He is interested in protein-membrane interactions. He is studying how proteins interact with lipid membranes at the molecular level. Specifically, he studies pore forming proteins that are able to perforate lipid membranes in a multi-step process involving membrane binding, oligomerization and pore formation. He studies important regulators of immune system (perforin), bacterial virulence factors (listeriolysin), Nep1-like proteins and proteins similar to toxins from sea anemones (actinoporin-like proteins). He employs various biochemical and biophysical approaches with an emphasis on surface plasmon resonance, which allows studying molecular interactions. He is developing and improving protocols for the study of protein binding to lipid membranes.
1994: B.Sc. in Biology: Molecular cloning and partial gene analysis of long-nosed viper (Vipera ammodytes ammodytes L.) phospholipases A2. (supervisor: prof. dr. Igor Kregar)
1998: PhD in Biological Sciences: Protein engineering and mechanism of action of equinatoxin II from the sea anemone Actinia equina L. (supervisor: prof. dr. Peter Maček, co-supervisor prof. dr. Jože Pungerčar)
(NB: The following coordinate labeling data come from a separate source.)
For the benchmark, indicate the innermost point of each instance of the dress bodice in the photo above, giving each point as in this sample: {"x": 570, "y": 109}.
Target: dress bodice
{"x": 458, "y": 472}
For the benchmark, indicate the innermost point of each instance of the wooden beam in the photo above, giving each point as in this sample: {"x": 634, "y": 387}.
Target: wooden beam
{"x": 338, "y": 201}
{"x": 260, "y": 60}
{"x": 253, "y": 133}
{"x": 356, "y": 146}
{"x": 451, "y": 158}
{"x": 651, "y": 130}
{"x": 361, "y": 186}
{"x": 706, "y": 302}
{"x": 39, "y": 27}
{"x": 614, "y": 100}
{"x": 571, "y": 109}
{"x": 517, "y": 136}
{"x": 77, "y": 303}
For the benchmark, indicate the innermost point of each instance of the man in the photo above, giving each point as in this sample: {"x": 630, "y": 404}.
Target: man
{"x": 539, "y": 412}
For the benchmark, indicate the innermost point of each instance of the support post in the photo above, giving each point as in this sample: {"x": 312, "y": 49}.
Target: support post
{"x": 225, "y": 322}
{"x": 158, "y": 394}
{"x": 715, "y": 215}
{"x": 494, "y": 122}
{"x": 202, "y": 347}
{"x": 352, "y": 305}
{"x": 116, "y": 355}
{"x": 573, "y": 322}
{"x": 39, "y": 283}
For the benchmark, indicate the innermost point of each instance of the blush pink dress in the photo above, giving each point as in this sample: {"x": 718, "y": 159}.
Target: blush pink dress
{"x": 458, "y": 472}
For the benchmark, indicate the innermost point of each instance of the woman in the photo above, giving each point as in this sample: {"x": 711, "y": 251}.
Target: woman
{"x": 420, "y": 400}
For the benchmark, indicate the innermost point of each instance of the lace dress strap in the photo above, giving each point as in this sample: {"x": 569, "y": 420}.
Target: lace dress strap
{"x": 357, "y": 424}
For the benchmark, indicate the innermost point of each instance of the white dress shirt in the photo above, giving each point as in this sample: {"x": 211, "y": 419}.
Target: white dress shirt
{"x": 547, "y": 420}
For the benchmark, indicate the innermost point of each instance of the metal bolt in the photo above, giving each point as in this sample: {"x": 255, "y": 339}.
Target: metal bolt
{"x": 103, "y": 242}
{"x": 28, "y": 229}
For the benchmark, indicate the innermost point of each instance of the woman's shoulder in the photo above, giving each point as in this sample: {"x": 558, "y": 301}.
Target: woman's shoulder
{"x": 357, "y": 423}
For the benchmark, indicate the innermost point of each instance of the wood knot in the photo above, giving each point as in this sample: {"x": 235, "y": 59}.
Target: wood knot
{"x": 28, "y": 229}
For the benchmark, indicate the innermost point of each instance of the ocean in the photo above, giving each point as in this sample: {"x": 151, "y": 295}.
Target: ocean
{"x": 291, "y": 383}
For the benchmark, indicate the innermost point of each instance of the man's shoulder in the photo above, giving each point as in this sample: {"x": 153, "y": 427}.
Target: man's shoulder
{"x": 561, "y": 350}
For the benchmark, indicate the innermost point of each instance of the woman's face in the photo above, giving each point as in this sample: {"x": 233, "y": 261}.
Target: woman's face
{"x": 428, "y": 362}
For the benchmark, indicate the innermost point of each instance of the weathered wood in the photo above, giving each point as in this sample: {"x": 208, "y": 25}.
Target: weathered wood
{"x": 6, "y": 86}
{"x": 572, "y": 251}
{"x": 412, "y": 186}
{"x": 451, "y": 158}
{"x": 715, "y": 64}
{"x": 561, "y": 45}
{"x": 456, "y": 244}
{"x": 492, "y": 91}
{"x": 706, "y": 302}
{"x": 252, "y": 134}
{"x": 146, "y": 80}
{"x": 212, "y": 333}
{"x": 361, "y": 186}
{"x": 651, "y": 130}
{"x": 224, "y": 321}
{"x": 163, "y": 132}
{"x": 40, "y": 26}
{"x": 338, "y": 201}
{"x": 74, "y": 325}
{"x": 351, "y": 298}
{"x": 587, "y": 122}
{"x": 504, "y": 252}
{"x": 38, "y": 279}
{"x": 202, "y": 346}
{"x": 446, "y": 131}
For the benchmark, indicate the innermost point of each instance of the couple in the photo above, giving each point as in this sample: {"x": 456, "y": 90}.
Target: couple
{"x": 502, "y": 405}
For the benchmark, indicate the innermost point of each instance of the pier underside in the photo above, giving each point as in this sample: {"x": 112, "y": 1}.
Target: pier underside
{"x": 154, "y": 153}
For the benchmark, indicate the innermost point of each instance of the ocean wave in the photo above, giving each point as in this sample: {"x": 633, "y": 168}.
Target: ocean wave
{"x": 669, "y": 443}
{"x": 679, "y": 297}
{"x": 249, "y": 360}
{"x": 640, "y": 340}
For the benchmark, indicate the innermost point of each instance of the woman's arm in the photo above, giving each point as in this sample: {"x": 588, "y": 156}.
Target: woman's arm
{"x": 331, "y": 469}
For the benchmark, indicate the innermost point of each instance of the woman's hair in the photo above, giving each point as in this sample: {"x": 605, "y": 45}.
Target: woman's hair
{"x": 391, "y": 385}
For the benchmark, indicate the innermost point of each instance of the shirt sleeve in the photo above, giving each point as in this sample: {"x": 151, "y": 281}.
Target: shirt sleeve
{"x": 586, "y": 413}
Research Subjects: Membranes and transport / Proteins / Biochemistry / Structural biology / Biophysics
Research Interests: Natural toxins / Molecular interactions / Protein-membrane interactions / Surface plasmon resonance
The complex structure, great stability, and diversity of natural pore-forming proteins (PFPs) have inspired their use in various biotechnological applications. A label-free single-molecule nanopore sensing technique is based on the detection of electric current flowing through a biological nanopore inserted into an electrically non-conductive lipid or artificial membrane. When electroosmotic and electrophoretic forces favor the translocation of the analyte molecule through the nanopore, this leads to the occurrence of electrical current blockades. In the optimized system, the blockades are analyte-specific, which allows their discrimination in more complex samples. Protein detection (protein fingerprinting) and amino acid sequence reads are gaining attention now that nanopore DNA sequencing has become a powerful third-generation sequencing method in many laboratories. Recent results highlight peptides translocation, single amino acid differentiation, post-translational modification detection, and assisted protein translocation, which makes nanopore-based protein detection a promising alternative to conventional mass spectrometry. Efficient detection of proteins at single amino acid resolution requires new nanopores with novel dimensions and biochemical properties. Nanopores that stably insert into artificial membranes and enable high-throughput detection of medically relevant proteins are particularly attractive. Our research focuses on pore-forming toxins (PFTs), in particular actinoporins and their homologs, Nep1-like proteins, and larger cholesterol-dependent cytolysins. In addition to traditional genetic approaches, we are also investigating the incorporation of unnatural amino acids into the pore sensing region, which may broaden the potential spectrum of analysis.